A top Russian official has said that most of the phone calls conveying fake bomb threats that prompted evacuations recently in dozens of Russian cities came from Syria.
A spate of telephone bomb threats that proved to be hoaxes have targeted some 3,500 schools, shopping malls, airports, hotels, train stations, and other public buildings in 190 Russian cities, and led to the evacuation of more than 2.3 million people since September, Russian officials have said.
Deputy Interior Minister Igor Zubov told Russian news agencies on December 12 that most of the anonymous calls came from areas controlled by "terrorists" in Syria. He did not specify what groups or individuals might be involved.

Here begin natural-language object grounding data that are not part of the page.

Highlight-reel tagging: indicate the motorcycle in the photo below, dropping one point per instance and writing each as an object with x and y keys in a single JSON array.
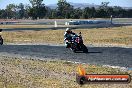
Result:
[
  {"x": 76, "y": 44},
  {"x": 1, "y": 40}
]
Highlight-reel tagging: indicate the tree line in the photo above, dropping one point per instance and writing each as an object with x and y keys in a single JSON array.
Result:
[{"x": 64, "y": 11}]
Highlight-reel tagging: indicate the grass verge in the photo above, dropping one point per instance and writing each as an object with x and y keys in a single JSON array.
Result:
[
  {"x": 116, "y": 36},
  {"x": 30, "y": 73}
]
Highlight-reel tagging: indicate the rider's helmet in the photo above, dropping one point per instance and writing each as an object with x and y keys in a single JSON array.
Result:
[{"x": 68, "y": 30}]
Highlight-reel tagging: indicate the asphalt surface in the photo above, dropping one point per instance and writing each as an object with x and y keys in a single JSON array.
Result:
[{"x": 114, "y": 56}]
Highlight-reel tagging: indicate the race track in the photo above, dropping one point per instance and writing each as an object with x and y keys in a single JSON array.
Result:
[{"x": 114, "y": 56}]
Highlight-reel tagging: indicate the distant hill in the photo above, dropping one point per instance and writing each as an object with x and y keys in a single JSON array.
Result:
[
  {"x": 81, "y": 5},
  {"x": 76, "y": 5}
]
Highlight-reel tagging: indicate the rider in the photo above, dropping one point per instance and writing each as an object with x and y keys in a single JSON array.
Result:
[{"x": 68, "y": 36}]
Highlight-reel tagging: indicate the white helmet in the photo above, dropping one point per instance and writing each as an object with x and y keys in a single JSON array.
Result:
[{"x": 68, "y": 29}]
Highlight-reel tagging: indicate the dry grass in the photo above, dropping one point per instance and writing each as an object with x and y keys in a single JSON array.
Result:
[
  {"x": 117, "y": 36},
  {"x": 25, "y": 26},
  {"x": 30, "y": 73}
]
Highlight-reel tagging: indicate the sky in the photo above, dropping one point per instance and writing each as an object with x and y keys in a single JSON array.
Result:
[{"x": 123, "y": 3}]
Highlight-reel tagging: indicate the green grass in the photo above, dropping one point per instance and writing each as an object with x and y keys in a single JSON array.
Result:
[
  {"x": 25, "y": 73},
  {"x": 116, "y": 36}
]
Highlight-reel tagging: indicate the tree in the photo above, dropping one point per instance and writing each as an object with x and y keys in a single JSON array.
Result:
[
  {"x": 11, "y": 11},
  {"x": 38, "y": 9},
  {"x": 64, "y": 9},
  {"x": 21, "y": 10}
]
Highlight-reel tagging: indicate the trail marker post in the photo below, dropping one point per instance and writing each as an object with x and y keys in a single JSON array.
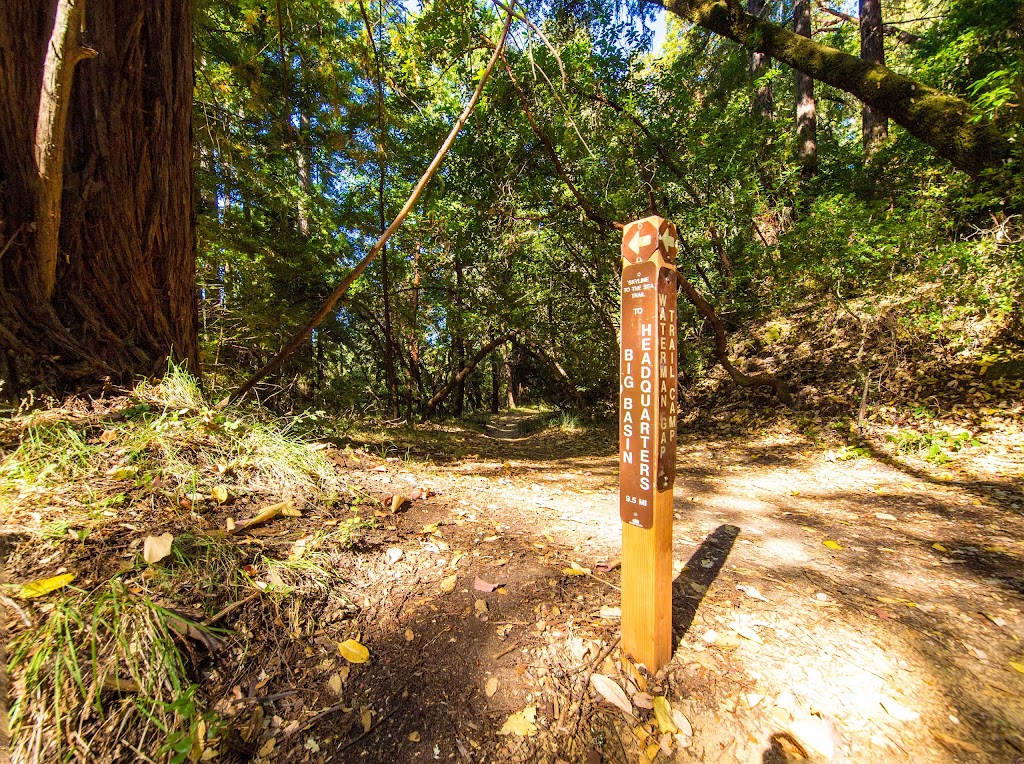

Russia and Syria often refer to their Sunni rebel opponents in Syria's six-year civil war as "terrorists," including groups allied with Western countries and Arab states as well as extremist groups like Islamic State (IS).
Russia has waged a bombing campaign backing Syrian government forces in the war since September 2015. The war helped give rise to IS, which has recently lost most of the territory it once controlled in the country, while killing over 300,000 people and displacing millions more.
Zubov said not all the fake bomb threats came from Syria. He said some calls in what he described as a "cyberattack on the Russian Federation" came from Turkey, Ukraine, the United States, and Canada, and a few calls came from the ex-Soviet republics of Kazakhstan and Uzbekistan.